In ordinary life, we are not aware of the unity of all things, but divide the world into separate objects and events. This division is useful and necessary to cope with our everyday environment, but it is not a fundamental feature of reality. It is an abstraction devised by our discriminating and categorising intellect. To believe that our abstract concepts of separate ‘things’ and ‘events’ are realities of nature is an illusion. (Capra, The Tao of Physics, 1975)

The central aim of Eastern mysticism is to experience all the phenomena in the world as manifestations of the same ultimate reality. This reality is seen as the essence of the universe, underlying and unifying the multitude of things and events we observe. The Hindus call it Brahman, The Buddhists Dharmakaya (The Body of Being) or Tathata (Suchness) and the Taoists Tao; each affirming that it transcends our intellectual concepts and defies further explanation. This ultimate essence, however, cannot be separated from its multiple manifestations. It is central to the very nature to manifest itself in myriad forms which come into being and disintegrate, transforming themselves into one another without end. (Fritjof Capra, The Tao of Physics, p210)

INTERDEPENDENCE
A careful analysis of the process of observation in atomic physics has shown that the subatomic particles have no meaning as isolated entities, but can only be understood as interconnections between the preparation of an experiment and the subsequent measurement. Quantum theory thus reveals a basic oneness of the universe. It shows that we cannot decompose the world into independently existing smallest units. As we penetrate into matter, nature does not show us any isolated ‘basic building blocks’, but rather appears as a complicated web of relations between the various parts of the whole. (Fritjof Capra, The Tao of Physics, p78)

IMPERMANENCE
The impermanence of all forms is the starting point of Buddhism. The Buddha taught that ‘all compounded things are impermanent’, and that all suffering in the world arises from our trying to cling to fixed forms - objects, people or ideas - instead of accepting the world as it moves and changes. (Fritjof Capra, The Tao of Physics, p211)

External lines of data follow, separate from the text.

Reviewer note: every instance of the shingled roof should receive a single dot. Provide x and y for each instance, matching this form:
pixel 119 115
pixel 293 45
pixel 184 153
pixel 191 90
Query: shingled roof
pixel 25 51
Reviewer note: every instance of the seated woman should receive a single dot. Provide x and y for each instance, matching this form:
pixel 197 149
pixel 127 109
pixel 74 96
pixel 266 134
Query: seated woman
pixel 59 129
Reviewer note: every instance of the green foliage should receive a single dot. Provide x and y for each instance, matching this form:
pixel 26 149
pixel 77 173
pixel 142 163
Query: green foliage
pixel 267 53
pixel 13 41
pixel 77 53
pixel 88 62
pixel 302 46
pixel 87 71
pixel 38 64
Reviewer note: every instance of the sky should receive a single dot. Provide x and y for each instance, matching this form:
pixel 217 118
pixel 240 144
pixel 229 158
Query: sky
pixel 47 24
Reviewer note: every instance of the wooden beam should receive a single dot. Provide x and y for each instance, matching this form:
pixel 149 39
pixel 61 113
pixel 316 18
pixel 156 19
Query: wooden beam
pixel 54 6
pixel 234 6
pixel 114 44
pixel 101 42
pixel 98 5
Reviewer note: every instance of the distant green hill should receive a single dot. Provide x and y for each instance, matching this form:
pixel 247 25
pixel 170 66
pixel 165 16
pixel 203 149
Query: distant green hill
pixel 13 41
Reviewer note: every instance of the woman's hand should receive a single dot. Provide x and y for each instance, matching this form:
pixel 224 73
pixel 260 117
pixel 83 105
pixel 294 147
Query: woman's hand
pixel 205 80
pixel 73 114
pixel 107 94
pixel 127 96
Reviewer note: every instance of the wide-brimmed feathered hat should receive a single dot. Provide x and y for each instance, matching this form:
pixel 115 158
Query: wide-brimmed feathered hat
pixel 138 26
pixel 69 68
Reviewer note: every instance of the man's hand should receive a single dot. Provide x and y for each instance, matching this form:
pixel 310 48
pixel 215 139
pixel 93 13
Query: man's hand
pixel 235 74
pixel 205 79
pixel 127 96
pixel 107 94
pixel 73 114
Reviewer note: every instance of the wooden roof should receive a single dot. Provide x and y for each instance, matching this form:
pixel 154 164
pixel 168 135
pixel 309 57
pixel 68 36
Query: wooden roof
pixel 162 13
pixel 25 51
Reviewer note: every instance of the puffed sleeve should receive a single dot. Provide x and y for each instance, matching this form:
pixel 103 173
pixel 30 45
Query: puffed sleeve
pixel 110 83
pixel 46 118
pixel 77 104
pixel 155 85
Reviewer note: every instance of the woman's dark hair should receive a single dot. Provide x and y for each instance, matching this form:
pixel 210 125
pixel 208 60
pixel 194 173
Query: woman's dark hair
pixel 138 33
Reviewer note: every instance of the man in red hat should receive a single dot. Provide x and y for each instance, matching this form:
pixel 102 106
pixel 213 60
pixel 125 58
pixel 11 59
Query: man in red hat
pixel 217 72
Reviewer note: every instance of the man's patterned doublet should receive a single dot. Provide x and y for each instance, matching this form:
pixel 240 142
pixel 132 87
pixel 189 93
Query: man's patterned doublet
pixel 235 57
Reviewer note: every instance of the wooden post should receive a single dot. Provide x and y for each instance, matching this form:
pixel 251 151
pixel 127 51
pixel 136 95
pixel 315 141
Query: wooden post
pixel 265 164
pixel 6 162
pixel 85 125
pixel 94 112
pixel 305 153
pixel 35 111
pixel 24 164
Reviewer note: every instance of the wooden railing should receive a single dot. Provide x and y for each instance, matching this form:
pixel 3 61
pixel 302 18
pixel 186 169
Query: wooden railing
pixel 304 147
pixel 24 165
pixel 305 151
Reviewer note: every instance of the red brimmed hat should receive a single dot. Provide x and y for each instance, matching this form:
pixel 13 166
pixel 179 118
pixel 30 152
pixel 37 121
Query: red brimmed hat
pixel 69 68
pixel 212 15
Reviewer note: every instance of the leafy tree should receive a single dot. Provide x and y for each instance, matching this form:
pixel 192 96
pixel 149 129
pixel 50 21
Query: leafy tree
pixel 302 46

The Eastern mystics see the universe as an inseparable web, whose interconnections are dynamic and not static. The cosmic web is alive; it moves and grows and changes continually. Modern physics, too, has come to conceive of the universe as such a web of relations and, like Eastern mysticism, has recognized that this web is intrinsically dynamic. The dynamic aspect of matter arises in quantum theory as a consequence of the wave-nature of subatomic particles, and is even more essential in relativity theory, where the unification of space and time implies that the being of matter cannot be separated from its activity. The properties of subatomic particles can therefore only be understood in a dynamic context; in terms of movement, interaction and transformation. (Fritjof Capra, The Tao of Physics)

According to quantum theory, matter is thus never quiescent, but always in a state of motion. (Fritjof Capra, The Tao of Physics, p215)

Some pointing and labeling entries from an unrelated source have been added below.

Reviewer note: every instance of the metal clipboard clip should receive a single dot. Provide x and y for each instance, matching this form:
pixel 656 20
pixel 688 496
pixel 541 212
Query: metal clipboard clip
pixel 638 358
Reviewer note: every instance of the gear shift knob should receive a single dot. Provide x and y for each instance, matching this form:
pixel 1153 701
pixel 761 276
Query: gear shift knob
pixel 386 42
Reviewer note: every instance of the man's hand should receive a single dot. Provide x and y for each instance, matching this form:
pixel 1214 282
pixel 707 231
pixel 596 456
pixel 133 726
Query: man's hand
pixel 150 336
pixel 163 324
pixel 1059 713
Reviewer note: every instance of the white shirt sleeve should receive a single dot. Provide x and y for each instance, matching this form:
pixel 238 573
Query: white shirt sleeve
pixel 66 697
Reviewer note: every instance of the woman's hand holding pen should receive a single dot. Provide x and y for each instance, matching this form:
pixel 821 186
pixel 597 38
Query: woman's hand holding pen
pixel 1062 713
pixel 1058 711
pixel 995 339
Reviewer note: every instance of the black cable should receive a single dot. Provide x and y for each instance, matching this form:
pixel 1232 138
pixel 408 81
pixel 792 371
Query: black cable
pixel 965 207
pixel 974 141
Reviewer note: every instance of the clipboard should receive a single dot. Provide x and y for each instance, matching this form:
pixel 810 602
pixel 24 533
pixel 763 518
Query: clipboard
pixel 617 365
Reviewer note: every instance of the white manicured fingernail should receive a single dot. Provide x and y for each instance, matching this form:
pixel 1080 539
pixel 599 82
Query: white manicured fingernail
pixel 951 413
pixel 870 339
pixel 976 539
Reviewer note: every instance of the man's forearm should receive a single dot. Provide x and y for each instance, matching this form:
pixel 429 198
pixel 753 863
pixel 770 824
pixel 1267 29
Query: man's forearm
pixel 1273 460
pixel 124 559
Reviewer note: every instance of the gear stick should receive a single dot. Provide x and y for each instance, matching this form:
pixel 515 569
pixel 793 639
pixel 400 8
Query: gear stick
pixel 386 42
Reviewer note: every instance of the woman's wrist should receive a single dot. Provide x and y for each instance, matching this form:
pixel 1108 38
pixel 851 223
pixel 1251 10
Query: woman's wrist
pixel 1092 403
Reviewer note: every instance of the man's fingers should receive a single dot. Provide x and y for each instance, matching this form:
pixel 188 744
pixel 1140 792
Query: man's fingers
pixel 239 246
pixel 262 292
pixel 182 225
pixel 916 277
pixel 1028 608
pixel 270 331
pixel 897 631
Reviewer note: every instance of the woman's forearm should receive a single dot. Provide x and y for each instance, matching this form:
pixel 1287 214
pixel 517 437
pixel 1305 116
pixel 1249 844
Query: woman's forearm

Modern physics then, pictures matter not at all as passive and inert, but being in a continuous dancing and vibrating motion whose rhythmic patterns are determined by the molecular, atomic and nuclear structures. This is also the way in which the Eastern mystics see the material world. They all emphasise that the universe has to be grasped dynamically, as it moves, vibrates and dances; that nature is not a static but dynamic equilibrium. (Fritjof Capra, The Tao of Physics, P216)


THE PURPOSE/MEANING OF LIFE
Life is there awaiting us to give meaning to it. To fill it with purpose. For us to become co-creators of creation which we must choose to become. That is free will. It binds us in perfection.

The beginning/big bang was a supreme moment of expansion. Even in our death our energies facilitate in the growth of the ever expanding universe. Our task is to become a conscious part of that process. For it is the very nature of our being.